My own first contact with Mo Yan was back in 2001 when I read the novel “红树林”. Not one of his more famous works, I found it a very apt description of the corruption and bleak materialism of the then newly formed upper class of China. Other books seems to have left a stronger impression on me, but the same year his “檀香刑” (Sandalwood Death) was published, and made quite a bit of a stir. Written in a local dialectal style, the book is an orgy in violence committed by European occupiers, boxers and local rulers. The “sandalwood punishment” is very graphically described and I’m not going to go into the gruesome details here, but suffice it to say that it’s on the same level of torture as the lingchi procedure, which has been described elsewhere.

Mo Yan’s style is pretty straightforward language-wise, but due to the often very extreme things described, it tends to leave strong feelings in its wake. The first book mentioned above seemed to describe a smaller part of society at the time, but if I had read it today I would probably have found it more descriptive of the general mood in Chinese society. Like some other famous authors in China, like Yu Hua (余华), Mo has gradually gone from describing the past to the present of urban China. Personally I find the modern urban descriptions more interesting than his works on the past, but I have a feelings it’s mostly for the former that the prize was awarded. The often absurd history of China’s past before the reforms and even the revolution in 1949 lends itself better to the “magic realist” style the Nobel committee mentioned.

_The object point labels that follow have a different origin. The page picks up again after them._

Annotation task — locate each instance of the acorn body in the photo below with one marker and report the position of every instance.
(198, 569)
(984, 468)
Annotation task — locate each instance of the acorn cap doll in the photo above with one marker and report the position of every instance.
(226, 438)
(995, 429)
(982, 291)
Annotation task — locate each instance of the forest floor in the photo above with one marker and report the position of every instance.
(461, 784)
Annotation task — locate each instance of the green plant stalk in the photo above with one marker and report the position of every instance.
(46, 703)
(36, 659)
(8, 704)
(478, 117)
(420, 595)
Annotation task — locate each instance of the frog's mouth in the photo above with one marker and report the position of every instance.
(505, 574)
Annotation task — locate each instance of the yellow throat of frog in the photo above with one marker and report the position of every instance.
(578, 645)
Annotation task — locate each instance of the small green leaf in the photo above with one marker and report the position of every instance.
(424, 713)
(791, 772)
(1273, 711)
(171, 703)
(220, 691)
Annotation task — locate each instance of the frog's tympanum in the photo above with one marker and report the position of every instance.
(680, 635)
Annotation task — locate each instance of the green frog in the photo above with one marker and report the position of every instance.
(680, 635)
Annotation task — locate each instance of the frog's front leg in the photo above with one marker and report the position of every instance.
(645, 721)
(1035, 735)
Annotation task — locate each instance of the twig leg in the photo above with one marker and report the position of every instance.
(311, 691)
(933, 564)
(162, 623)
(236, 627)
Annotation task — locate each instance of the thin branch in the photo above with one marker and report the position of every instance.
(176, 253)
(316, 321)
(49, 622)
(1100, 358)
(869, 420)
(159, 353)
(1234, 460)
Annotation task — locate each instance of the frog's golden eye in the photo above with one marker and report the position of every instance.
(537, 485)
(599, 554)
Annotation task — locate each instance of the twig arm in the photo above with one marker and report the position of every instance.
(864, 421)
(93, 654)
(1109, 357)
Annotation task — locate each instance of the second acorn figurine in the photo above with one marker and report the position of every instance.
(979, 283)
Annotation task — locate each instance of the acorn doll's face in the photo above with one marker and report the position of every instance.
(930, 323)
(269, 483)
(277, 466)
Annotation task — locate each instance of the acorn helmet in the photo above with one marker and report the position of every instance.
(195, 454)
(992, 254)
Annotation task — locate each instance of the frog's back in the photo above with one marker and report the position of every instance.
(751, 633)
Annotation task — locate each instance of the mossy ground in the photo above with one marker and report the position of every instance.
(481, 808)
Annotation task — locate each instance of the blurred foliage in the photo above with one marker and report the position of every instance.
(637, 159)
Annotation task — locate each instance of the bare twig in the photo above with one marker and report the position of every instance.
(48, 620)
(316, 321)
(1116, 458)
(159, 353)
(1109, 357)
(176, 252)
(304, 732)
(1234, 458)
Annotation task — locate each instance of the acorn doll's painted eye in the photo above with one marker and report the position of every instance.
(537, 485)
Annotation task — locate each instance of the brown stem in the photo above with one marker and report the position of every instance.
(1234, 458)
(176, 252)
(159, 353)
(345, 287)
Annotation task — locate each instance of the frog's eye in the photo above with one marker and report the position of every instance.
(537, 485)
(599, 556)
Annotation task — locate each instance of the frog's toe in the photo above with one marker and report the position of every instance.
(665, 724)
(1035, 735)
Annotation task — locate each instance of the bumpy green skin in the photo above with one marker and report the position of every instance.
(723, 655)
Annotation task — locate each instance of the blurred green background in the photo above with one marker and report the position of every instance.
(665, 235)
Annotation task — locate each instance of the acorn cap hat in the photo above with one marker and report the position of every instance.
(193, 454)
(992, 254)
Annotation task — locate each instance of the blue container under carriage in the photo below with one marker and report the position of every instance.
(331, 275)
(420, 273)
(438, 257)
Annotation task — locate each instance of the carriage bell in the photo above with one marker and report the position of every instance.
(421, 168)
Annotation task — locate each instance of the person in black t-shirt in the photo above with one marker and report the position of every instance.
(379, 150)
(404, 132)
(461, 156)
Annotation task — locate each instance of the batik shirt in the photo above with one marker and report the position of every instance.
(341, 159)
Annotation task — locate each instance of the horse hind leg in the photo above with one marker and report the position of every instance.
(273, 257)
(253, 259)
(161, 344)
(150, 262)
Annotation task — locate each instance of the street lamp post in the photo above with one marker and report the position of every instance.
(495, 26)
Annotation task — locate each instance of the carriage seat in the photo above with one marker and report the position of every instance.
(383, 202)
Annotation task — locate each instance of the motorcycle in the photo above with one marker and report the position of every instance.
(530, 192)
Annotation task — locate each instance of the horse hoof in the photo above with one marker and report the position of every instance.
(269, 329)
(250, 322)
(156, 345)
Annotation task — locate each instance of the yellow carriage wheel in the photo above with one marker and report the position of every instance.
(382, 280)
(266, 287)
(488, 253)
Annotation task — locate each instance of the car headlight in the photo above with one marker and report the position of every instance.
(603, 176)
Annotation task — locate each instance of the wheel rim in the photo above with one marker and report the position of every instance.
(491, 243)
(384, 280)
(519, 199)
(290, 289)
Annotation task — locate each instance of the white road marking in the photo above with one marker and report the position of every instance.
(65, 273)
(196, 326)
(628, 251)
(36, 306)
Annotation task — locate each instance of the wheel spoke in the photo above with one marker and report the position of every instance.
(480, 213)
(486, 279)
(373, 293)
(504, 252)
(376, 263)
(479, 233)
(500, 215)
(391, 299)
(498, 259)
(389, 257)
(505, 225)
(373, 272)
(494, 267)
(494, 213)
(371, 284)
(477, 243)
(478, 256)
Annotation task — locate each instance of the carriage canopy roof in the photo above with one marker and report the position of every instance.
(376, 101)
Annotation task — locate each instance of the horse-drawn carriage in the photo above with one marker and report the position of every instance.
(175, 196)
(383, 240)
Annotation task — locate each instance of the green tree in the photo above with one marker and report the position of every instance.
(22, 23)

Is Mo Yan the most fitting choice for a Chinese author? I’ll leave that to others to decide, but I definitely think he deserves the prize. Hopefully it can lead to a wider audience for contemporary Chinese works in other parts of the world. As pointed out in this article, written by a French translator of Chinese works, publishing companies in the West stay away from a lot of current Chinese literature because it’s an unknown for them. Now, the vibrant and fascinating literature of 21st century China might reach a wider audience.

* The Peace Prize is even more controversial, this year being awarded to the EU, while previously having been given to Barack Obama when his presidency had hardly started, Al Gore, Yitzhak Rabin or Yasser Arafat, to name a few. Sometimes it seems the prize represents hope more than anything else.